About us…
The St. George Tucker Society is an interdisciplinary scholarly organization dedicated to the study of the American South. Founded in 1990, it holds an annual meeting for members and guests during the summer “lay-by” season. These meetings feature presentations by established and beginning scholars. Papers are circulated in advance of the meeting and sessions focus on the engagement between the presenter and the audience. Meals and libations are normally shared as part of the program schedule in an effort to foster collegiality.
The Society is named for the Virginia judge, poet, soldier, (sometime smuggler), and law professor St. George Tucker (1752-1827), the youngest child of a prominent Bermuda merchant-family, who, at the age of nineteen, came to Virginia to study at the College of William & Mary. He read law under George Wythe and began practice just before the American Revolution. Following independence, he was elected by the Virginia legislature to serve as judge on the General Court. In 1790, he was appointed as Professor of Law and Police at William & Mary. From his lectures, he published an American edition of Blackstone’s Commentaries on the Laws of England, which he annotated extensively to “republicanize” and localize the English common law, and which proved to be his most lasting contribution. In 1804, he was appointed to Virginia’s Court of Appeals and, in 1813, President Madison nominated him as a judge for the U.S. District Court. He held that post until 1825. St. George Tucker was one of the leading legal and constitutional thinkers of the American Revolution whose intellectual complexity defies conventional categorization. He frequently engaged the fundamental questions of constitutionalism, federalism, judicial independence, and slavery that shaped the negotiations of self-government in post-colonial America. He advocated the gradual abolition of slavery in Virginia in 1796, believing that it was incompatible with republican government and, in response to the Sedition Act crisis, elaborated a nuanced argument, grounded in the common law, for the sovereignty of the individual states within the federal union. His correspondence and law papers are preserved and archived at the Earl Gregg Swem Library at the College of William & Mary.
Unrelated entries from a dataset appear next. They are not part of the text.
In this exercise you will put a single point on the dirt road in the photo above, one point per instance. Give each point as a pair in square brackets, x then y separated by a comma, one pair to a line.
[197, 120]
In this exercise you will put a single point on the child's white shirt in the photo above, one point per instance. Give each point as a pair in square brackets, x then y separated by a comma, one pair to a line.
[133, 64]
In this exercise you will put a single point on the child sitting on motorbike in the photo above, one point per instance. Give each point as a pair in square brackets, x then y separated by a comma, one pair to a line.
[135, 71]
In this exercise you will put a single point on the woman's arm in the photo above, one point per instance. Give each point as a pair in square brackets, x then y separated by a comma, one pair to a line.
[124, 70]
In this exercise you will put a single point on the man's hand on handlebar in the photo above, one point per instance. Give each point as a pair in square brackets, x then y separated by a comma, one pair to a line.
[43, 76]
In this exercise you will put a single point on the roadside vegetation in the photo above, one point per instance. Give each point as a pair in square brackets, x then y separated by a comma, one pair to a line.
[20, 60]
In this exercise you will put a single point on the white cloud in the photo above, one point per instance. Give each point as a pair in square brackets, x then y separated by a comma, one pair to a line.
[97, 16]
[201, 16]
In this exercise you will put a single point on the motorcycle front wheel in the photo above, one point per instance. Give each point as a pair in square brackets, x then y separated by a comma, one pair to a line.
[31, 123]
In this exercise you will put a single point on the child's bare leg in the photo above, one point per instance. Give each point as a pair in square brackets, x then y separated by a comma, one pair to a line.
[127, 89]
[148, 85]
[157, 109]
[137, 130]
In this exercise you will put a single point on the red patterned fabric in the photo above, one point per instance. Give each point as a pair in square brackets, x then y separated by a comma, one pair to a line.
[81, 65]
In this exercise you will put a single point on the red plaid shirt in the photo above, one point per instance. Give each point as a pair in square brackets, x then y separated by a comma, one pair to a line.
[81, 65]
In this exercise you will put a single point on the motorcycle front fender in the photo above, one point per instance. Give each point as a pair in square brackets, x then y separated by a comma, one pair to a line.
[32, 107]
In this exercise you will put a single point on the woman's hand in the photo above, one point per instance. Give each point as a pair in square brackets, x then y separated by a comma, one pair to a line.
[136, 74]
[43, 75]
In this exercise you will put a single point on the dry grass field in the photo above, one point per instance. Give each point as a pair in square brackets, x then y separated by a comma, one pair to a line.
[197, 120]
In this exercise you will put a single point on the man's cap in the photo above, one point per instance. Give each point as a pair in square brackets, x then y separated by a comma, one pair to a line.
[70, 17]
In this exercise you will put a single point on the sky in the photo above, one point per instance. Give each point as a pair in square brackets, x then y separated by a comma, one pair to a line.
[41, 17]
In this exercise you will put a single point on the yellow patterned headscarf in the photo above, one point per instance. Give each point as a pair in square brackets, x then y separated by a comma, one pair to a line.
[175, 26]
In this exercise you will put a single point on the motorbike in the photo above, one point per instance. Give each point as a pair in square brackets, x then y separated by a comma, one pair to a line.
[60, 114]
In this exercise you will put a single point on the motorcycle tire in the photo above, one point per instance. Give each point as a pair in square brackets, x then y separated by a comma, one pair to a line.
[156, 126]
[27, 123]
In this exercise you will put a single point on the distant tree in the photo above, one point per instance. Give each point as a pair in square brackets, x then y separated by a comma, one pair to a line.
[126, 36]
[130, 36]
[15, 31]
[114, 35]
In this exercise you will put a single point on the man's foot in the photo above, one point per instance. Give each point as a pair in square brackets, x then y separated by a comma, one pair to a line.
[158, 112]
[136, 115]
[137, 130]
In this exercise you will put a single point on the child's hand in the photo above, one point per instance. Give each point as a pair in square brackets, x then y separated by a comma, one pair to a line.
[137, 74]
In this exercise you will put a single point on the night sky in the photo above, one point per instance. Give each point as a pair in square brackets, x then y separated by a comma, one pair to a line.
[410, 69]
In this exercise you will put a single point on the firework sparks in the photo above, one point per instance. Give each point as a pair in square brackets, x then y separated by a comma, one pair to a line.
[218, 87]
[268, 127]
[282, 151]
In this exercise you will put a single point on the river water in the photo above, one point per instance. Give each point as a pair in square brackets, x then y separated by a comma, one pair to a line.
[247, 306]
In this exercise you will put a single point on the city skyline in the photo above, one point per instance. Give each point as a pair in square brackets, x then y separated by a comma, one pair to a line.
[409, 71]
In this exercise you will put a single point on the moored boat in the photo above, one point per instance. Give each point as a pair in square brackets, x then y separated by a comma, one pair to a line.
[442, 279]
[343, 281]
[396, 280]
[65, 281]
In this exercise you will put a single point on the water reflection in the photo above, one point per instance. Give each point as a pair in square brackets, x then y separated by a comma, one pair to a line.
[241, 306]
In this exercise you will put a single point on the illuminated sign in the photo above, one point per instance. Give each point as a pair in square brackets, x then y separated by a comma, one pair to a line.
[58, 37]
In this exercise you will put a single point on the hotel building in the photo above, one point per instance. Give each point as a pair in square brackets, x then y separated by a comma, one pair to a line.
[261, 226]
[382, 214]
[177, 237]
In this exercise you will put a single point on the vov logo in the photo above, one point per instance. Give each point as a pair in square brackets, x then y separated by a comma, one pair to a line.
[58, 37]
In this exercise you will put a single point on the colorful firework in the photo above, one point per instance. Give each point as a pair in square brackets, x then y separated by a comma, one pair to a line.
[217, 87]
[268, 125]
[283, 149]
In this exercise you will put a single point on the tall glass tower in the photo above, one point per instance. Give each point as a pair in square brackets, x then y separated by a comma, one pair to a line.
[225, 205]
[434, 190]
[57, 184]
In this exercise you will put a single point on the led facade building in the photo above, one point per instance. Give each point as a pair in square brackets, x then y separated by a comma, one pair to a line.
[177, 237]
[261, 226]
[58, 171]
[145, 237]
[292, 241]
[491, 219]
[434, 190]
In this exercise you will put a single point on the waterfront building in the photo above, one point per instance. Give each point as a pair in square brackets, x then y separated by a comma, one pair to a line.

The St. George Tucker Society assertively endorses the American Historical Association Statement on the History of Racist Violence in the United States and its members stand with all who condemn racism in all its nefarious forms, with all targeted by racial prejudice and discrimination, and with all who actively oppose it.
The records of the Society are preserved in the Southern Historical Collection at the University of North Carolina, Chapel Hill.
In years past, the Society’s mission had been sustained by generous financial and administrative support from the Watson-Brown Foundation, which remains a stalwart supporter of the society and its mission which now touts 501c3 status as a non-profit organization.